Indonesian Foreign minister Hassan Wirayuda was correct when he said earlier this week that the establishment of a regional human rights commission was inevitable.

“We can’t become the ASEAN Community that we have envisioned ourselves to be until and unless the promotion and protection of human rights is pervasive in our region,” he said during a roundtable discussion on human rights   at the Association of Southeast Asian Nations.

There can be no doubt that ASEAN is lagging behind other regional groups in addressing human rights concerns, with  African, American, and European countries already having long-established rights commissions.

We welcome the Foreign Ministry’s renewed commitment to human rights as part of the diplomatic agenda.

As the world’s third greatest democracy — in size, not quality — the values which are now the defining pillars of this society should become a platform of the nation’s diplomacy.

We have detected such a trend in our diplomatic rhetoric particularly over the past year.

The foreign minister has decried the lack of democratic progress in ASEAN’s “problem child”, Myanmar,   and expressed regret at the undemocratic change of leadership in Thailand.

While we believe the Foreign Ministry still sits on the fence on many issues related to human rights, it is starting   to lean in the right direction.

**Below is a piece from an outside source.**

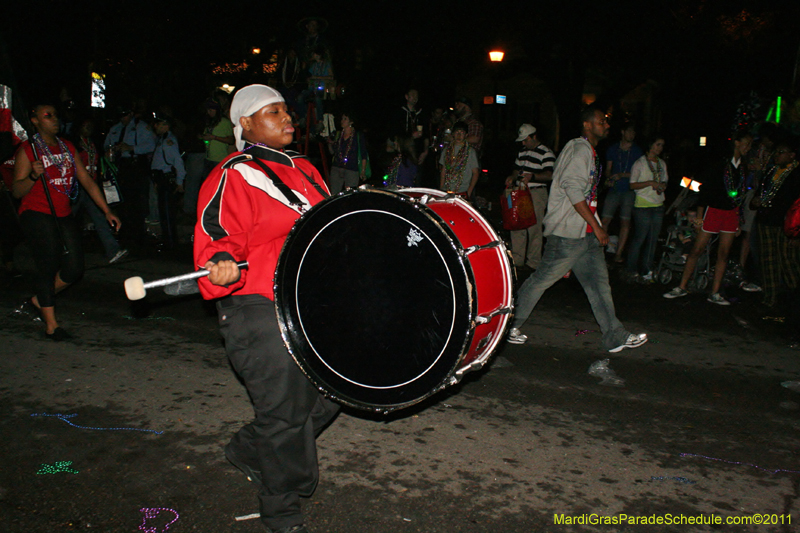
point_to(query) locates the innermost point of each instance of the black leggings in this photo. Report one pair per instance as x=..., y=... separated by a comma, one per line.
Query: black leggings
x=41, y=232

It is now the duty of civil society to compel them to get off the fence. This evolution cannot be left to the slow machinery of bureaucracy and stodgy diplomatic propriety.

Efforts to establish a regional human rights mechanism have failed for 13 years. Even Hassan continues to insist that a gradual approach is best.

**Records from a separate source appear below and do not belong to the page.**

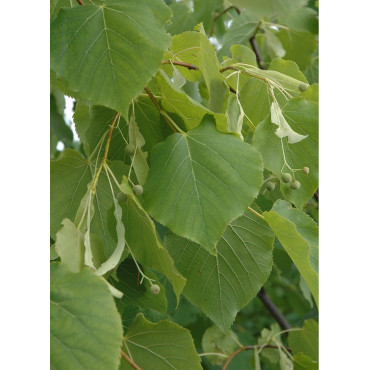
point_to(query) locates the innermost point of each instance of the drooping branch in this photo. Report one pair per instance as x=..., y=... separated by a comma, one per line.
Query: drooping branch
x=247, y=348
x=128, y=359
x=182, y=64
x=219, y=15
x=257, y=51
x=104, y=160
x=277, y=315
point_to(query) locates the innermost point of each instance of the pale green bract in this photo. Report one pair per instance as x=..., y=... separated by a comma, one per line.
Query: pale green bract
x=199, y=181
x=302, y=117
x=109, y=52
x=284, y=130
x=85, y=327
x=164, y=345
x=222, y=284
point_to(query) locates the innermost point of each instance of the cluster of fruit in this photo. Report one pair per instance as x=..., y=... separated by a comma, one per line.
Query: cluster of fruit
x=287, y=178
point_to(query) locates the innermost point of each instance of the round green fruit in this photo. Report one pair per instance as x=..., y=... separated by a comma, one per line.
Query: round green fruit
x=121, y=197
x=155, y=289
x=270, y=186
x=302, y=87
x=286, y=177
x=130, y=149
x=137, y=189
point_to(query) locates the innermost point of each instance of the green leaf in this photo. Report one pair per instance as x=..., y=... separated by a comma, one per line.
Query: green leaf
x=269, y=8
x=272, y=44
x=85, y=327
x=284, y=130
x=70, y=246
x=222, y=284
x=195, y=48
x=56, y=5
x=303, y=19
x=254, y=93
x=298, y=233
x=135, y=293
x=164, y=345
x=109, y=52
x=175, y=100
x=312, y=93
x=299, y=46
x=306, y=341
x=240, y=32
x=69, y=179
x=139, y=157
x=214, y=340
x=152, y=126
x=303, y=362
x=143, y=240
x=302, y=117
x=200, y=181
x=312, y=71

We fully comprehend the limitations faced by Indonesian diplomats working within the rigid protocols of ASEAN.

But how much more gradual can ASEAN be when after 13 years, there is little to show in terms of progress toward a  rights mechanism? Education and promotion of human rights is an important element, but protection is just as integral. At present, regional efforts on the former are scarce, and on the latter nonexistent.

We understand that values do not change overnight, but it is also an inalienable fact that human rights promotion and protection are integrally packaged. One cannot begin to engage in the first and delay the other to some point when it is deemed politically viable.

Hence, while the Foreign Ministry sees fit to follow the winding track of ASEANism, conducting studies and forming committees and a working group on this issue, it should also be blunt in its bilateral dialog. This is especially the case with fellow ASEAN members. As neighbors and friends living in a community we should be able to be more open with each other.

There has to be a breakthrough in the coming year which will show that Indonesia is committed beyond the flurry of headlines and big speeches.

A breakthrough which does not have to upset the carefully constructed framework of cooperation within ASEAN, but with enough grit to indicate this country is serious about the issue.

The Indonesian people are striving and struggling, and some are dying, so we that can firmly establish a system in which the dignity and rights of citizens are paramount.

Without imposing our views, we should ask what is the point of such an effort if we continue to condone, and in some ways support, contrary practices by our closest friends and neighbors.

No one would be friends with someone who was openly abusing his or her family. Should the state not live by equal principles? If Indonesian officials refuse to be more decisive with countries like Myanmar, for example, they should not shy away from engaging in dialog with opposition groups within that country.

Such a move does not imply support, but it does show recognition that in a democratic system there is a respect for alternative voices in society.

We implore our officials to at least begin concerted efforts such as these that would infuse some dignity into the foreign policy of a democratic state.

Without that, our democratic credentials and human rights rhetoric will plunge into embarrassment — the kind of embarrassment which leads people to brush aside statements about regional human rights concerns.

That would strengthen the skepticism which perceives these concerns as a public diplomacy ploy and an afterthought.  Especially since a planned dialog to comment on the human rights proposals to be submitted to ASEAN heads of state was only held after the original summit was canceled.